Duplicate entries were prevented by checking whether the same name had already been logged with the same timestamp before inserting a new record.

QR Code Scanning and RedZone Clearing

This part of the system was practically interesting. The RedZone table accumulated people who had triggered the elevated-temperature threshold. The obvious question was: what happens when someone who was flagged later presents a negative COVID test?

I handled this with a QR code workflow. A QR code encoding two lines of text — the person’s name on the first line, and the string NEGATIVE on the second — would be scanned by the system. If both conditions matched (the name appeared in the RedZone table and the second line read NEGATIVE), the system removed that person from the RedZone database. This gave the operator a simple, structured way to clear individuals who had tested negative, without manual database access.

The QR scanning ran concurrently with face recognition in the same frame, using the pyzbar library to decode any barcodes present in the live image.

Limitations and What I Would Do Differently

Looking at this project from where I stand now — after a PhD in multimodal biometrics — there are several things I would approach differently.

The face recognition pipeline has no liveness detection. A photograph of a registered person held in front of the camera would likely pass. For a real access control system, this is a significant gap — presentation attack detection would need to be layered on top of the recognition step. At the time, the focus was on demonstrating the integrated system concept; spoofing resistance was out of scope for an MSc project. It is, ironically, exactly the kind of problem I went on to research in my PhD.

The temperature threshold of 38°C was a fixed value with no calibration for ambient conditions, sensor-to-subject distance variation, or individual baseline differences. A more robust implementation would incorporate environmental compensation and a dynamic threshold based on statistical population data.

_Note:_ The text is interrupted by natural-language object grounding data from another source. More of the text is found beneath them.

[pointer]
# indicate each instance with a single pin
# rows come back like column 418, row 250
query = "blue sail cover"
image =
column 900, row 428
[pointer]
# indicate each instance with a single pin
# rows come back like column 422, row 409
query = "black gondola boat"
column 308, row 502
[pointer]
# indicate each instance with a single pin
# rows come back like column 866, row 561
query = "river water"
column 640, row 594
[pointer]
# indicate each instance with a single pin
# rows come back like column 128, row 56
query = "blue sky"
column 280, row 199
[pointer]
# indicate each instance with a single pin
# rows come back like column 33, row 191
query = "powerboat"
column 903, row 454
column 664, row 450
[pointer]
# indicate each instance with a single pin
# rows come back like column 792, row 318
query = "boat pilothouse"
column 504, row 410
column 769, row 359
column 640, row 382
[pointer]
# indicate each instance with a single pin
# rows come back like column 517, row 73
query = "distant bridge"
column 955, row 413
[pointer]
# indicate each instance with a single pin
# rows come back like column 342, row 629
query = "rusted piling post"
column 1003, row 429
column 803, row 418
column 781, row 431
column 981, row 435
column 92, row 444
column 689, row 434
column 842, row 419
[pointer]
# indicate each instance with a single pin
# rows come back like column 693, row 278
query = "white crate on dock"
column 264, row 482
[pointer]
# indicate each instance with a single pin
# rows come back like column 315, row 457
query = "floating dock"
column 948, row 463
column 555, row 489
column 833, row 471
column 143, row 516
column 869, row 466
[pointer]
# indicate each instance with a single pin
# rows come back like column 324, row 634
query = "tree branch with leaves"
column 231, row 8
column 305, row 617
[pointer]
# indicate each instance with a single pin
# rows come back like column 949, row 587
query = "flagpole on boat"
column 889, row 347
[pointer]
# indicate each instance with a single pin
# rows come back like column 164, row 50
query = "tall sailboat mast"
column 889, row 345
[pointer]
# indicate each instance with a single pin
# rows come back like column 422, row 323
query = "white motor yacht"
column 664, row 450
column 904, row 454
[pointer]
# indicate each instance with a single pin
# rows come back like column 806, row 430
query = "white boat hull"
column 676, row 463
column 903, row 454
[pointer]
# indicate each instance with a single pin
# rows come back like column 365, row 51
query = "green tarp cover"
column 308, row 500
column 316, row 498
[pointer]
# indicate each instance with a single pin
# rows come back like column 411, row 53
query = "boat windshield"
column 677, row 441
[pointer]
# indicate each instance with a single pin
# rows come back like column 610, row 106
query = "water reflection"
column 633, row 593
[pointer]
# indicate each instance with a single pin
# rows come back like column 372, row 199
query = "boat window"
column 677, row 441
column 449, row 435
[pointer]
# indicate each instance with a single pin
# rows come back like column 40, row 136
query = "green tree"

The QR code clearing mechanism, while functional, was rudimentary from a security standpoint — anyone with a QR code containing the right name and the string NEGATIVE could remove an entry from the RedZone table. A production system would require cryptographically signed tokens issued by a verified testing authority.

Why This Project Still Matters to Me

This was the first time I built something that sat at the intersection of biometric recognition, embedded hardware, real-time decision-making, and a genuine access control problem. The system was imperfect in ways I now understand much better than I did in 2021. But it taught me something that no amount of purely algorithmic work does: that deploying a biometric system in a physical environment introduces constraints and failure modes that laboratory experiments do not surface. The enclosure has to fit. The sensor has to be at the right height. The lighting changes. People move. The database has to stay consistent across sessions.

Those lessons shaped the way I approach deployment in my subsequent research — including the TinyML work on ESP32 microcontrollers during my PhD — and they are part of why I am drawn to applied biometric security research that takes seriously the gap between what works on a benchmark and what works at a building entrance.

The code for this project is not publicly available, but the approach is described here in enough detail that it should be reproducible by anyone working with similar hardware.